This repository demonstrates the usage of Collaborative Filtering (CF) on a dataset of ratings for musical instrument (source: http://jmcauley.ucsd.edu/data/amazon/). CF relies on finding similarity between users and items to recommend a product to user A based on the preference of a similar user (user B). Alternatively, there is another method called Content-based filtering which uses similarity between item characteristics to recommend a new item based on what the user liked previously. Unlike CF, this latter method has the advantage of not needing data from other users, but it requires a lot of domain knowledge to select or engineer features to track.
This dataset is used only for CF, it contains 4 columns, user, item, rating, timestamp.
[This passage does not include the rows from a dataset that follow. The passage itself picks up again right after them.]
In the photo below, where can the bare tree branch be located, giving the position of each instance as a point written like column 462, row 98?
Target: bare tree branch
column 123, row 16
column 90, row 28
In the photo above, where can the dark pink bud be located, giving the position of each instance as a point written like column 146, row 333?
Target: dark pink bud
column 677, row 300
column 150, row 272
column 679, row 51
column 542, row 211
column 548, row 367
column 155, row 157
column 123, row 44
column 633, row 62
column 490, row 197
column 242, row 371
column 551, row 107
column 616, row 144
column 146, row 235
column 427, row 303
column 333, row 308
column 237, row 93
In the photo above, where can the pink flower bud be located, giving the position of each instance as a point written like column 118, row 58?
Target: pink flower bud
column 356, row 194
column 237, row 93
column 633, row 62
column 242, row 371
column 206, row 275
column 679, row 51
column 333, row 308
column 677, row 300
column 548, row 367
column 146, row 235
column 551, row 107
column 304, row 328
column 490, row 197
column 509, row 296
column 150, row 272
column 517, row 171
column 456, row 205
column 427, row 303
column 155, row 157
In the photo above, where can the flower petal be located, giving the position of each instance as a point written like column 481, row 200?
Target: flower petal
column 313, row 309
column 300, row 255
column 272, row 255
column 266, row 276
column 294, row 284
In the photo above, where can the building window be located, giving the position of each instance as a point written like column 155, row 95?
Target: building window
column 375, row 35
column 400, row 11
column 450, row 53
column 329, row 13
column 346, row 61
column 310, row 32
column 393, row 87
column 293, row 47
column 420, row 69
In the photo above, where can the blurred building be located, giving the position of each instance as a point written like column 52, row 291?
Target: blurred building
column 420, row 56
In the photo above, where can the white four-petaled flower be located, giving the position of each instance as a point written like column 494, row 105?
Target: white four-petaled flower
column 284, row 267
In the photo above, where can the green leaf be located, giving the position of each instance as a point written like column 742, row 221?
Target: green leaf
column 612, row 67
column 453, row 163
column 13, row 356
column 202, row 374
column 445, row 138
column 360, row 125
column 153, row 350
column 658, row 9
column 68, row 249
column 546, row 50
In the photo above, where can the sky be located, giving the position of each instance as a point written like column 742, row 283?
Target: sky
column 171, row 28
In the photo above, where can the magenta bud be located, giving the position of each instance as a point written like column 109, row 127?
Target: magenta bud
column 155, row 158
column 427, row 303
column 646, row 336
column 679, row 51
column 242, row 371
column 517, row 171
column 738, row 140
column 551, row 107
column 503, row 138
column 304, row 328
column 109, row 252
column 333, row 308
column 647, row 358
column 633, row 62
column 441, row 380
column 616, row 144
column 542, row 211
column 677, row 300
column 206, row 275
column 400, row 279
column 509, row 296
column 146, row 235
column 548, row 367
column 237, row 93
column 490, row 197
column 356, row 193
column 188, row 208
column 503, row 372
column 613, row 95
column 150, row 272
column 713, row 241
UPDATE: I have added the code for Alternating Least Square (ALS) recommender using Spark MLlib's API. This was written to be ran on Amazon's EMR cluster. The performance of ALS did not match that of the matrix factorization by Stochastic Gradient Descend.
The python notebook provides a quick comparison of algorithms for Memory based CF, Model based CF (rank factorization via SVD), as well as Stochastic Gradient Descent for solving the rank factorization. The script is based on the algorithms presented on these two blogs: http://online.cambridgecoding.com/notebooks/mhaller/implementing-your-own-recommender-systems-in-python-using-stochastic-gradient-descent-4, http://blog.ethanrosenthal.com/2015/11/02/intro-to-collaborative-filtering/, but some details were modified to accomodate the dataset and streamline the process.
Memory based CF
In Collaborative Filtering, Memory based CF algorithm look for similarity between users or between items. In user-user filter, cosine similarity is calculated between every pair of users within the data set resulting in a similarity matrix that's n_users X n_users. Similary for item-item, the cosine similarity is calculated between items. The similiarity matrix is the weight that will yield model prediction.
Model based CF (SVD)
Memory based CF algorithm can be very computationally expensive and is known to have issue with scalability, plus it doesn't learn well with highly sparse matrix like the one used in this python example. A useful alternative is model based CF using SVD for matrix decomposition. This method breaks down the user-item matrix into small matrices with latent-feature vectors, representing implicit characteristics for the user and items. However, SVD can also become computationally expensive with large matrix.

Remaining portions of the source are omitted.